Los médicos en EEUU tienen un nivel de ingresos y una consideración social altísimos (sirva como referencia que una enfermera de Urgencias en Nueva York cobra fácilmente 200.000 dólares brutos anuales). Así que Tom y Mary no eran parte de la «ansiedad económica» que se han inventado algunos para explicar el auge del heterodoxo conservadurismo de Trump.
«No me gusta cómo es el país ahora», decía, mientras apuntalaba sus argumentos con un razonamiento que incluía la inflación -el punto más débil de Biden y Harris- la desaparición de la clase media, que cada día es más pobre, y conceptos más ambiguos, del estilo «no reconozco a Estados Unidos». Ese terreno se hacía especialmente resbaladizo al entrar en su preocupación número uno: la inmigración.
«Tenemos una casa de fin de semana en Long Island y está lleno de inmigrantes», comentaba. Ahora bien, esos inmigrantes «trabajan, son honrados, mandan a sus hijos al colegio, no son delincuentes». ¿Cuál es el problema, entonces? «Son demasiados». ¿Cuál sería el número adecuado? «No lo sé». ¿Deberían beneficiarse de becas como la que le permitió a Tom ir a Columbia? «Desde luego, pero no quiero mencionar la palabra ‘Columbia’ después de los disturbios contra la guerra de Gaza y contra Israel de la primavera pasada».
Tom y Mary reflejaban en gran parte el sentimiento del Madison Square Garden. Como también lo hacía la venezolana Karla, de 55 años, que, decía, «hay que evitar que Kamala, que es una marxista, convierta a Estados Unidos en lo que ahora es mi país, y en lo que está empezando a transformarse California, que es donde ella hizo su carrera política». Ahora bien, California es el estado en el que están cuatro de las siete empresas que más valen del mundo: Apple, Nvidia, Alphabet (Google), y Meta, y el esposo de Harris, Doug Emhoff, es uno de los socios del tercer mayor bufete de abogados del mundo, DLA Piper. ¿No es extraño que el marxismo avance en el estado que tiene a todos esos monstruos empresariales? «No», replicaba Karen, segura de sí misma. «Ésas, esas empresas ya son marxistas. Marxistas culturales, pero marxistas», concluía.

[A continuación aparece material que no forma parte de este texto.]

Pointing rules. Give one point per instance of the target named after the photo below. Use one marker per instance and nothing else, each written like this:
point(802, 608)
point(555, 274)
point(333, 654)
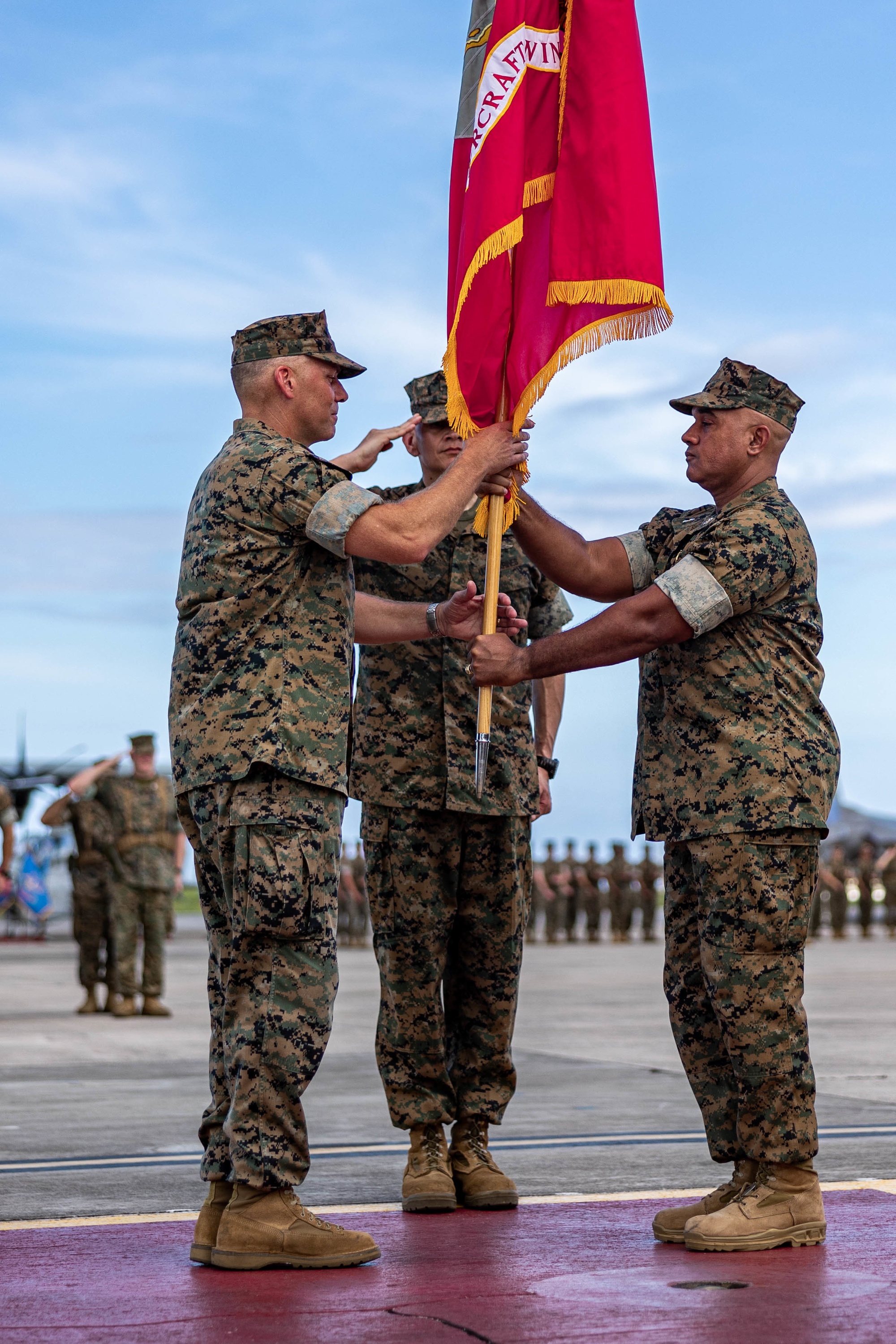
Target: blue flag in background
point(33, 886)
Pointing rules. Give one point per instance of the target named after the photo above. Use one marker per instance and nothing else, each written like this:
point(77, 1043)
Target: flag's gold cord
point(495, 245)
point(564, 62)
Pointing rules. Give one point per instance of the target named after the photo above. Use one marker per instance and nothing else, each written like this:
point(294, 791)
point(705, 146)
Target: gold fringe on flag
point(630, 292)
point(564, 62)
point(632, 326)
point(512, 507)
point(538, 190)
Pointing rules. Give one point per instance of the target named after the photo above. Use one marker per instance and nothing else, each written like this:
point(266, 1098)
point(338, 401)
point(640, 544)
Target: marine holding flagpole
point(554, 233)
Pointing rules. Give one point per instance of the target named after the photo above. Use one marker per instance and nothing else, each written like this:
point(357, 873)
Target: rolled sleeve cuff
point(640, 560)
point(698, 596)
point(332, 517)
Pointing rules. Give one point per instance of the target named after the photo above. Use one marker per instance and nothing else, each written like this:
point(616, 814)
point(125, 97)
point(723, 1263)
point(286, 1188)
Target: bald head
point(295, 396)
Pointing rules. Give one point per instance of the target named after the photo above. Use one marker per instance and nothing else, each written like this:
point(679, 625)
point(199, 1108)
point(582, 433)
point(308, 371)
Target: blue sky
point(170, 172)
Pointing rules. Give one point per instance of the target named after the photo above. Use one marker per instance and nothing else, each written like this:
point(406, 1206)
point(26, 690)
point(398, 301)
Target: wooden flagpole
point(492, 582)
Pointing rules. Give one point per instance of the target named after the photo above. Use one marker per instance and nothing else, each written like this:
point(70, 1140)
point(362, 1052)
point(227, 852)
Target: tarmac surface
point(100, 1187)
point(99, 1116)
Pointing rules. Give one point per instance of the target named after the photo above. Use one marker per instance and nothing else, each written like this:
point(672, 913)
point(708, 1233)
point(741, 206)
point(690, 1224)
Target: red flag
point(552, 160)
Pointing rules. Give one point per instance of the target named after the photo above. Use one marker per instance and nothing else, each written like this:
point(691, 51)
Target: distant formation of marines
point(124, 875)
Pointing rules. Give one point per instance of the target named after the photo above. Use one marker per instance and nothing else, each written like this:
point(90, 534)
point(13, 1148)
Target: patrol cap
point(429, 397)
point(743, 385)
point(296, 334)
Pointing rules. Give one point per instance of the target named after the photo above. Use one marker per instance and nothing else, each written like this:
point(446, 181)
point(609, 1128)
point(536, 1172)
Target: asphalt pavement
point(99, 1116)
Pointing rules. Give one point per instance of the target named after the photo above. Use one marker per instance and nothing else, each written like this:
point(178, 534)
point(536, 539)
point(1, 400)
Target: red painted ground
point(543, 1273)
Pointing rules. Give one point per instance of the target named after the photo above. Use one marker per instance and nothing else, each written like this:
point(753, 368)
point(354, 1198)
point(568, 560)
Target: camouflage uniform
point(737, 769)
point(575, 901)
point(593, 873)
point(144, 826)
point(618, 874)
point(260, 710)
point(866, 878)
point(648, 873)
point(92, 892)
point(448, 875)
point(555, 909)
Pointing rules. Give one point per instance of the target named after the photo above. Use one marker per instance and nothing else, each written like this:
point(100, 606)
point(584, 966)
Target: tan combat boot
point(209, 1221)
point(90, 1002)
point(784, 1207)
point(428, 1186)
point(263, 1228)
point(669, 1223)
point(478, 1180)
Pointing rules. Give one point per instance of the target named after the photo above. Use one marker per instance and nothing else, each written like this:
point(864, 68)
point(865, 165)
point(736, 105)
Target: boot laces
point(763, 1178)
point(476, 1137)
point(432, 1146)
point(306, 1214)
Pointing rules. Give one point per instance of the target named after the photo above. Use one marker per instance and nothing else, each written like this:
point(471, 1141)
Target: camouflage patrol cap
point(296, 334)
point(429, 397)
point(743, 385)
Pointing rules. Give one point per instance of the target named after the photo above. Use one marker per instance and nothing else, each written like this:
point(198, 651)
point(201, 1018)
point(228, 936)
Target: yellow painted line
point(888, 1187)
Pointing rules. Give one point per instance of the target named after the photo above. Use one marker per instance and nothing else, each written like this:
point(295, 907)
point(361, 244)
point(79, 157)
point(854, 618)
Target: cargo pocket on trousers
point(279, 892)
point(775, 896)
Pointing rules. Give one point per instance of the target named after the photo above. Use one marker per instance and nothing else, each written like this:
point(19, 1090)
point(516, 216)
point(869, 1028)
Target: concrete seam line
point(886, 1186)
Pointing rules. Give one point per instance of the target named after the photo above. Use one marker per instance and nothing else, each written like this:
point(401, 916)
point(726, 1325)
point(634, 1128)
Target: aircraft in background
point(22, 779)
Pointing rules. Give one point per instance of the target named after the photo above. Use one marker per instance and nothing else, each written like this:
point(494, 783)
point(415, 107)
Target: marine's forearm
point(625, 631)
point(598, 569)
point(382, 621)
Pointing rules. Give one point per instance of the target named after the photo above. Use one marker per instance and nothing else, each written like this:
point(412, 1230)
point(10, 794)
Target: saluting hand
point(461, 616)
point(375, 441)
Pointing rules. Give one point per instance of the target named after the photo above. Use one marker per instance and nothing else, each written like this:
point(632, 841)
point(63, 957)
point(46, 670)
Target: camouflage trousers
point(92, 926)
point(132, 908)
point(591, 906)
point(268, 853)
point(737, 921)
point(449, 896)
point(648, 902)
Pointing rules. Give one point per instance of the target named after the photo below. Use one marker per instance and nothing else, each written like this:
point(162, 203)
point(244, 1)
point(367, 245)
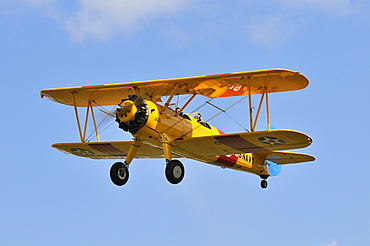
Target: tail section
point(274, 169)
point(275, 160)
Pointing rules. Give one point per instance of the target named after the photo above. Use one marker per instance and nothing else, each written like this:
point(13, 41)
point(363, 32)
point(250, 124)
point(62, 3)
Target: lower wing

Otros veían a Trump más como una oportunidad para cambiar el mundo y aumentar la riqueza que como un bastión contra la inmigración o el comunismo. Ése era Josh, que parecía la idea platónica de un ‘cripto bro’, o sea, un joven ambicioso, heredero de la masculinidad ‘tradicional’, que se quiere comer el mundo a base de bitcoins. Con una barba recortada, gafas de sol a pesar de que estaba a la sombra cuando habló con EL MUNDO y jersey-cazadora de camuflaje, podría ser el doble de Don Trump ‘junior’. Josh llevaba las zapatillas de deporte doradas de Trump, que salieron a la venta por 400 dólares aunque ahora solo cuestan 200, aunque él dejaba claro que «yo las compré cuando eran caras».
Para Josh y sus amigos «Trump cree en el cripto, y el cripto va a abrir una nueva era que nos va a liberar de los bancos centrales. Si los Estados no tienen poder para controlar el flujo de dinero, tampoco lo van a tener para imponernos su corrección política», concluía. A su lado, su novia, Sierra, asentía. «Trump es libertad, y libertad es progreso».